What I Would Do Differently

If I were starting fresh on an agent memory system today, I would implement three things from day one.

First, I would track access frequency per memory item, not just content and timestamp. Access frequency is the strongest signal for predicting future relevance. Memory that has been accessed repeatedly is far more likely to be accessed again than memory that has been sitting unused.

Second, I would use a two-tier storage model. Hot storage holds the full-fidelity recent memories. Cold storage holds compressed summaries of older items. When the agent retrieves from cold storage, it gets the summary and can decide whether to decompress to full fidelity. This is similar to how CPU cache hierarchies work, and the analogy is apt because the problem is fundamentally the same: you have limited fast storage and need to decide what stays close.

Third, I would add a rare-event preservation rule. Memories that describe infrequent but high-impact events should be preserved at full fidelity regardless of access frequency. A one-off event that cost the user three hours of debugging time is worth remembering even if it only happened once.

The Honest Tradeoff

No compression strategy is free. You are trading recall for capacity, and every strategy loses something.

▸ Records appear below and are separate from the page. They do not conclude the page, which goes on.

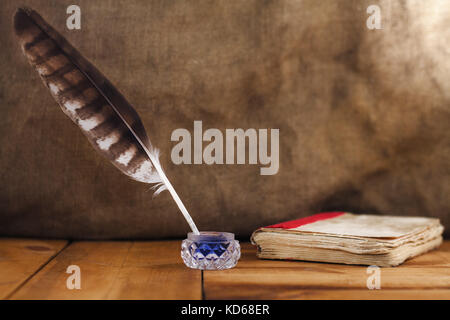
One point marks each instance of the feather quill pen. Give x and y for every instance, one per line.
x=108, y=121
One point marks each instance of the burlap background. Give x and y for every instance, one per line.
x=364, y=116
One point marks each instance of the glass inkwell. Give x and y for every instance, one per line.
x=210, y=250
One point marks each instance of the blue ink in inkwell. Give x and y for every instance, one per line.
x=210, y=250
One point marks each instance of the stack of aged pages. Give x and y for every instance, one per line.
x=342, y=237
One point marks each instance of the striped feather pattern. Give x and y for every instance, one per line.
x=109, y=122
x=72, y=82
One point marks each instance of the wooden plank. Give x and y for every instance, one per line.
x=117, y=270
x=21, y=258
x=424, y=277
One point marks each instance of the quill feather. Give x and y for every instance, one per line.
x=108, y=121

Summary-based compression loses nuance. Hierarchical forgetting loses older detail. Relevance-gated retention loses coverage in low-signal areas. The right choice depends on what your agent can afford to forget.

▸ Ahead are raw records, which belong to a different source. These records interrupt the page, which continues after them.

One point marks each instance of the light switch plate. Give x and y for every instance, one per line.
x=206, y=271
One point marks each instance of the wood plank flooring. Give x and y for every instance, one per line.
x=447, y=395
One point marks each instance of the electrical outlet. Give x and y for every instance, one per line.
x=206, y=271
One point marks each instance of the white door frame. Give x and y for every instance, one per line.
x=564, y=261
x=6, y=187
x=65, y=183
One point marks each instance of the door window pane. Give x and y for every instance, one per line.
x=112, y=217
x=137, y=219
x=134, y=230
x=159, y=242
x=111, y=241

For a codebase navigation agent, losing the exact steps to reproduce a rare bug is a real problem. For a research assistant, losing a specific file path you visited once is less critical. Know what your agent cannot afford to lose, and design your compression strategy around that constraint.

The best agent memory systems I have seen combine all three approaches in layers. They use summary compression as a baseline, hierarchical forgetting for temporal decay, and relevance gating to protect high-value memories from decay. No single strategy is sufficient. The combination is what makes it work.